Yeah I guess. I suppose it's something you quickly get the hang of but I've had a few noobs say to me "man, I was out having a blast then suddenly ran out of battery and had to pedal the rest of the way to work/home" (oh, the horror! )justin_le wrote:I'm of the general opinion that it's best to show only stats that are clearly known, and leave the riders in charge of proceeding based on that info and all the other environmental stuff which a rider (and not the CA) is aware of. Is it just me coming from a bit of a tech/lab background or does that make sense? -Justin
I guess once that happens a few times they learn to keep an eye on the ah!
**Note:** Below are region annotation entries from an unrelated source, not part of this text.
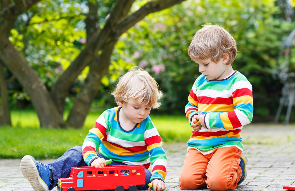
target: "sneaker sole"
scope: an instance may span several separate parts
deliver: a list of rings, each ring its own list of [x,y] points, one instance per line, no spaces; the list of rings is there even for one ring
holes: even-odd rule
[[[40,177],[35,162],[28,155],[22,159],[20,169],[35,191],[48,191],[48,187]]]
[[[248,162],[248,158],[247,158],[247,157],[246,156],[246,155],[243,153],[242,153],[241,157],[243,159],[245,162],[245,179],[246,177],[247,176],[247,170],[246,169],[246,166],[247,165],[247,163]]]

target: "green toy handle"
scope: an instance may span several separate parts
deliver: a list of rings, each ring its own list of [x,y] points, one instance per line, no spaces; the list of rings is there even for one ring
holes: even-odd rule
[[[109,159],[108,160],[106,160],[106,165],[109,164],[111,162],[112,162],[113,160],[112,159]]]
Cool, but shorting bk to ground automatically cuts out the throttle and activates regen (if enabled) anyway - atleast on my controllers it does. Or are you referring to a bk pad on the CA itself ?justin_le wrote: If you engage the ebrake levers by shorting the Bk pad to ground, then the throttle slider is replaced with an animated brake handle ...This is done so that in principle you could use the throttle signal going to 0V in order to activate a regen input on the controller with just a simple comparator circuit, and eliminate the need for a separate wire going to the controller for that
Next up, an ebikes.ca throttle with only a 6" long cable on it that plugs straight into the side of the CA
Excellent!justin_le wrote: the way you described setting it up is exactly as I was envisioning.
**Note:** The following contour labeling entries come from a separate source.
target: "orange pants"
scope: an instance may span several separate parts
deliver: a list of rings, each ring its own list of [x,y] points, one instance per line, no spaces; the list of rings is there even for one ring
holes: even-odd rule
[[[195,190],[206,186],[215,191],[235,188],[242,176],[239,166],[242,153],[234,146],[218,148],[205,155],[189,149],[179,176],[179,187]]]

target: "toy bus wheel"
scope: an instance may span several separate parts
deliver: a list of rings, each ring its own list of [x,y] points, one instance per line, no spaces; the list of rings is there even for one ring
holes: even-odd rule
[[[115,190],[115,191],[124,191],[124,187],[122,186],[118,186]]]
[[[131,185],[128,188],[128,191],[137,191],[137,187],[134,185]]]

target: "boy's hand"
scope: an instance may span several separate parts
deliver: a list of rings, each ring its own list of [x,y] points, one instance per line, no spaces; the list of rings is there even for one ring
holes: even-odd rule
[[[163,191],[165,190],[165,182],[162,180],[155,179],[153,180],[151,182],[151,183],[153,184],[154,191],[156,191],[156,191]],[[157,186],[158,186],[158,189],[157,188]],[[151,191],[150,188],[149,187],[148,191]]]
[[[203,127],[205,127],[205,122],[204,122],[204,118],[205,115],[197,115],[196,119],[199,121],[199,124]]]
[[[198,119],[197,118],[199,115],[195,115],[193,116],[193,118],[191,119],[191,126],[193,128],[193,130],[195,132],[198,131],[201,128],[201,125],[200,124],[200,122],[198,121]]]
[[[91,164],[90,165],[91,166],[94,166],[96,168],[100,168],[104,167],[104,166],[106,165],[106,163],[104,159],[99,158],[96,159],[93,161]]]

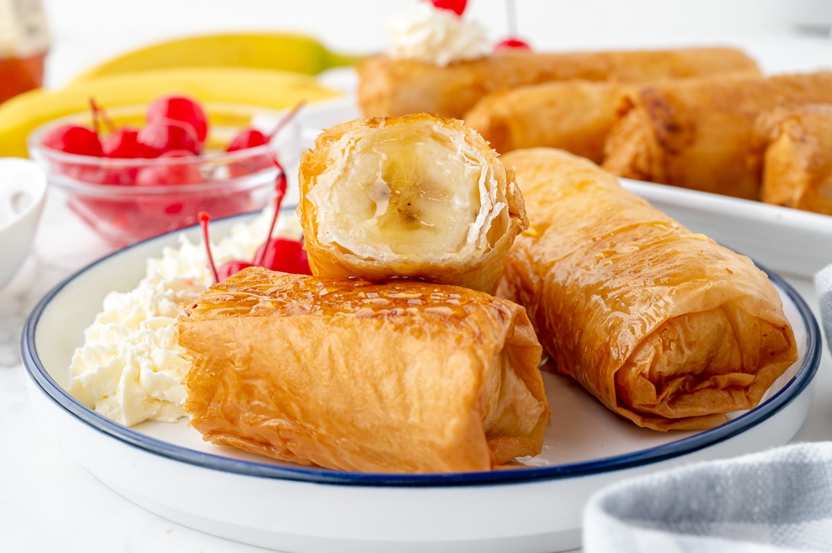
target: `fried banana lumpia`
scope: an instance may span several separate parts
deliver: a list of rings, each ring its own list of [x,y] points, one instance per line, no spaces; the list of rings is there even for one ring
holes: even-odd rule
[[[517,150],[530,226],[500,294],[524,305],[557,371],[656,430],[755,407],[797,358],[782,300],[745,256],[694,234],[592,162]]]
[[[533,52],[513,50],[440,67],[377,57],[356,66],[358,102],[365,117],[422,111],[462,118],[487,94],[565,79],[645,82],[728,72],[755,72],[734,48]]]
[[[631,89],[604,146],[622,177],[760,199],[755,122],[778,106],[832,102],[832,72],[679,79]]]
[[[542,447],[541,347],[512,302],[255,267],[183,308],[185,410],[215,444],[376,472],[487,471]]]
[[[601,163],[620,86],[570,80],[489,94],[464,116],[500,153],[547,146]]]
[[[832,215],[832,104],[780,108],[757,120],[760,200]]]
[[[300,160],[313,274],[493,293],[527,221],[514,176],[462,121],[423,113],[324,131]]]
Now it'd really make my day if you could program the over temp alert caused the whole screen to flash
"WARNING: Danger to manifold"
On a serious note, if you're going to have temperature rotating with 3 other parameters having it just flash might not be sufficient if it only displays temp for 2 seconds anyway. Maybe that parameter could stay on and flash if it's causing the CA to cut power. Though I guess if you're really worried about temperature (primarily in hod rodding applications I assume) you'd set up one of the above mentioned custom screens to keep an eye on it, and you'd notice power ramping down before it cut right out.
Or if that parameter isn't on the current screen, maybe you could have a flashing exclamation mark icon or something (like the brake lever display) that instantly tells you the CA has has cut your power rather than a BMS, wiring or hardware fault.